As part of my coursework for MIS5102 Process Improvement and Innovation, I analyzed the case study “CarMax: Driving What’s Possible,” which examined the company’s transition from a waterfall to agile approach amid threats posed by disruptive technologies. Below are three key arguments and proposed strategies from my analysis:
1. How an agile approach supports innovation
- Ensuring value for customers and business: The iterative cycles of an agile approach enable fast development of new products and can detect issues early. Pioneered by tech giants in Silicon Valley, this approach ensures products are constantly being tested with customer needs and business objectives in mind.
- Collaborative workflow: A product team structure touts the following benefits: 1) higher productivity/team moral 2) innovation potential since good ideas can come from anywhere in an organization 3) knowledge management and less training since employees are involved throughout process (e.g., some customer-facing associates are included in product teams so that they can flag pain points early and will understand the new capability or app come rollout.)

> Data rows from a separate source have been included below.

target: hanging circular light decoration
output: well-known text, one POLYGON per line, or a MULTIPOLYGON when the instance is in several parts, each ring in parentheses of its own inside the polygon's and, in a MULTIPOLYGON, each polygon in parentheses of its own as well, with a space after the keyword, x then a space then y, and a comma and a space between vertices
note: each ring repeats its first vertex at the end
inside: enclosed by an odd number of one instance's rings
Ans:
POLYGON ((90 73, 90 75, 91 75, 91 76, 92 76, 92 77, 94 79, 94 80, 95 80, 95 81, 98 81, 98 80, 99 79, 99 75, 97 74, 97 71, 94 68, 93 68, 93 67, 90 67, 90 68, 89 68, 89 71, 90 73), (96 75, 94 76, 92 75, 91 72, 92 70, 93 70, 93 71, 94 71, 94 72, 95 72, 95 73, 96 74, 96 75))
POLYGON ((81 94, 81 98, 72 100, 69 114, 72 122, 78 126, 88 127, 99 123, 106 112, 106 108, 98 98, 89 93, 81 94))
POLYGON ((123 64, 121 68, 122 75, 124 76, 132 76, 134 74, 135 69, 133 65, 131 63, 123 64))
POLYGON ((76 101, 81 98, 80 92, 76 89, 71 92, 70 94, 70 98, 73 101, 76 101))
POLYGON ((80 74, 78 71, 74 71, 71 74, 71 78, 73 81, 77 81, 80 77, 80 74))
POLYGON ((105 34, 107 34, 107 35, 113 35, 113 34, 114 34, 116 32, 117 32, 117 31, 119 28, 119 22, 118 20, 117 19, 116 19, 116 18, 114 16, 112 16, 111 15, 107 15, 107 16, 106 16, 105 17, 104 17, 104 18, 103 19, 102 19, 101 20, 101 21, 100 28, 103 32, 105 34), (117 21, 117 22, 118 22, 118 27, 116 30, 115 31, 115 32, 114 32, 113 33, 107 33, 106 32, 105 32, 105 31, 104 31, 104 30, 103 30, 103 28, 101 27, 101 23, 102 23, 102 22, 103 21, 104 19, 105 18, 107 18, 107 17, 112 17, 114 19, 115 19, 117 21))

2. How to mitigate constraints
- Supply: CarMax’s inventory fluctuates based on consumer preferences, seasonality, and market availability.
- Use AI to personalize the online browsing experience and feed desire to buy now versus wait.
- Tech infrastructure: Data storage and application creation can be expensive and time-consuming.
- Buy prebuilt systems rather than build from scratch.
- Move to microservices architecture using Azure.
- Legal compliance: State and local regulations for car buying/selling can be arduous, time-intensive, and paperwork-heavy.
- Automate as much as possible.
- Integrate poka-yoke methodologies (e.g., sequential checklist) to expedite and error-proof processes.
3. How to respond to disruptive technologies and competitors
- Autonomous vehicles: The transition to self-driving cars won’t happen all at once, so CarMax should build up its inventory of manual vehicles, (after strategically surveying/analyzing customer preferences and projecting future demand.)
- Electric vehicles: CarMax should position itself as a leader in used electric vehicles. To expand its inventory, CarMax should invest in tools, training, and internal infrastructure to strengthen its ability to service and recondition EVs.
- Ride sharing: To offset decreasing demand for cars, CarMax should target drivers as potential customers and city dwellers as potential sellers. CarMax could also consider more leasing or long-term rental options.
- Digital-only startups: To compete with digitally native startups like Carvana, CarMax needs to continually improve its digital properties and interconnect them with its physical “experience centers” for a seamless omnichannel experience.
References
“Overview of Poka-Yoke in Lean Manufacturing.” Lucidchart, 27 May 2020, www.lucidchart.com/blog/poka-yoke-in-lean-manufacturing.
Nelson, Ryan and Wright, Ryan. “CarMax: Driving What’s Possible.” University of Virginia, 26 August 2019, accessed via Harvard Coursepack.
“Essentials: System Development Life Cycle [Guide].” Intellectsoft Blog, 31 May 2021, www.intellectsoft.net/blog/what-is-system-development-life-cycle/.